Ca klaxonne, dans les rues de Bruxelles

Un demi-millier d'autocars en provenance de différents pays européens ont défilé mercredi matin dans les rues de la capitale européenne pour protester contre une disposition européenne réaménageant les horaires de travail des chauffeurs. Aucun incident n'a été déploré, a indiqué le porte-parole de la police de Bruxelles.

BELGA

Un demi-millier d'autocars en provenance de différents pays européens ont défilé mercredi matin dans les rues de la capitale européenne pour protester contre une disposition européenne réaménageant les horaires de travail des chauffeurs.

Rassemblés dès 9h30 à proximité du plateau du Heysel, les véhicules ont emprunté les grands boulevards du nord-est de la capitale en direction du quartier européen où les premiers d'entre eux sont arrivés en klaxonnant sur le coup de 11h00.

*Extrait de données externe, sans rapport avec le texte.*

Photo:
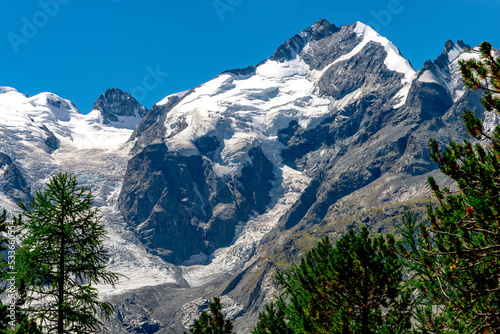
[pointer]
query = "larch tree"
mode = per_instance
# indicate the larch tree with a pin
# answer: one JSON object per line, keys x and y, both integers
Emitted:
{"x": 62, "y": 257}
{"x": 456, "y": 257}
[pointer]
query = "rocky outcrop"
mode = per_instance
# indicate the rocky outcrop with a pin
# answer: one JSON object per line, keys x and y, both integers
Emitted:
{"x": 12, "y": 182}
{"x": 115, "y": 103}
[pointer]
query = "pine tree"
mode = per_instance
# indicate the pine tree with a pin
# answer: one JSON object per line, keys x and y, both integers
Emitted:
{"x": 213, "y": 322}
{"x": 354, "y": 287}
{"x": 62, "y": 256}
{"x": 273, "y": 320}
{"x": 457, "y": 255}
{"x": 23, "y": 325}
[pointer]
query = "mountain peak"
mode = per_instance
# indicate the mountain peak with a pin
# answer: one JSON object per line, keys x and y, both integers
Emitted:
{"x": 115, "y": 103}
{"x": 291, "y": 48}
{"x": 451, "y": 52}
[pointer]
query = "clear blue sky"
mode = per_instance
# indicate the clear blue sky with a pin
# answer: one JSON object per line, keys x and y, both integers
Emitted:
{"x": 78, "y": 48}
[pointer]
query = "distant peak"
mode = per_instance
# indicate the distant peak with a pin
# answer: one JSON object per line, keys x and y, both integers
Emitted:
{"x": 291, "y": 48}
{"x": 115, "y": 102}
{"x": 7, "y": 89}
{"x": 451, "y": 52}
{"x": 322, "y": 24}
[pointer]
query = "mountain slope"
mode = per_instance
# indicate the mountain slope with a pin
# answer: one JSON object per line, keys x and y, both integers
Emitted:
{"x": 213, "y": 188}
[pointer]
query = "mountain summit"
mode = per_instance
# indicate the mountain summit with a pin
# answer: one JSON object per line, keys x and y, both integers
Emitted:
{"x": 217, "y": 185}
{"x": 119, "y": 108}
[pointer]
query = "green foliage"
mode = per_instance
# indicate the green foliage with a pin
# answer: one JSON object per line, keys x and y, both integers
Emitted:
{"x": 354, "y": 287}
{"x": 62, "y": 257}
{"x": 213, "y": 322}
{"x": 273, "y": 320}
{"x": 456, "y": 257}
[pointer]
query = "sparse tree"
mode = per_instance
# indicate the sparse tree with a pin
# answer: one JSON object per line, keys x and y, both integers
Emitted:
{"x": 214, "y": 321}
{"x": 354, "y": 287}
{"x": 62, "y": 257}
{"x": 457, "y": 256}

Les organisateurs de la manifestation demandent le maintien des dérogations actuelles qui permettent de reporter les congés hebdomadaires des chauffeurs d'autocars après 12 jours de travail continu, un délai qui doit être ramené à 6 jours dans toute l'Union européenne à compter du 11 avril prochain.

Selon les exploitants d'autocars, ces nouvelles dispositions européennes sont incompatibles avec la tenue de voyages internationaux, lesquels s'étalent bien souvent au-delà d'une semaine, font-ils valoir.

Une délégation d'exploitants a d'ailleurs été reçue mercredi midi par le chef de cabinet du commissaire européen en charge des Transports, le Français Jacques Barrot pour "expliquer les nouvelles règles sociales européennes dans le secteur du transport routier", a indiqué mercredi un porte-parole de l'exécutif européen. Celui-ci a toutefois confirmé la suppression de la règle dite des 12 jours dont le maintien est réclamé par les autocaristes. Celle-ci sera réduite à une limite de 6 jours maximum, conformément à une décision du Parlement et des ministres européens adoptée l'année dernière.

Ces restrictions sur le temps de travail des chauffeurs visent à améliorer la sécurité routière et les conditions sociales des chauffeurs, secteur caractérisé par une concurrence féroce, souligne l'exécutif européen. Selon un décompte opéré par la police locale, la manifestation a ressemblé entre 500 et 550 autocars.

Pour minimiser les embarras de circulation, ceux-ci ont été regroupés par convoi de cinquante véhicules, un délai de 5 minutes étant à chaque fois aménagé entre chaque bloc d'autocars pour assurer une certaine fluidité du trafic dans les communes traversées.

Aucun incident n'a été déploré, a indiqué mercredi midi le porte-parole de la police de Bruxelles.

Ironie, cette manifestation intervient le jour même où les Bruxellois étaient invités à modérer leurs déplacements automobiles dans la capitale pour éviter la pollution de l'air en raison de conditions atmosphériques particulièrement défavorables à la bonne dispersion des polluants.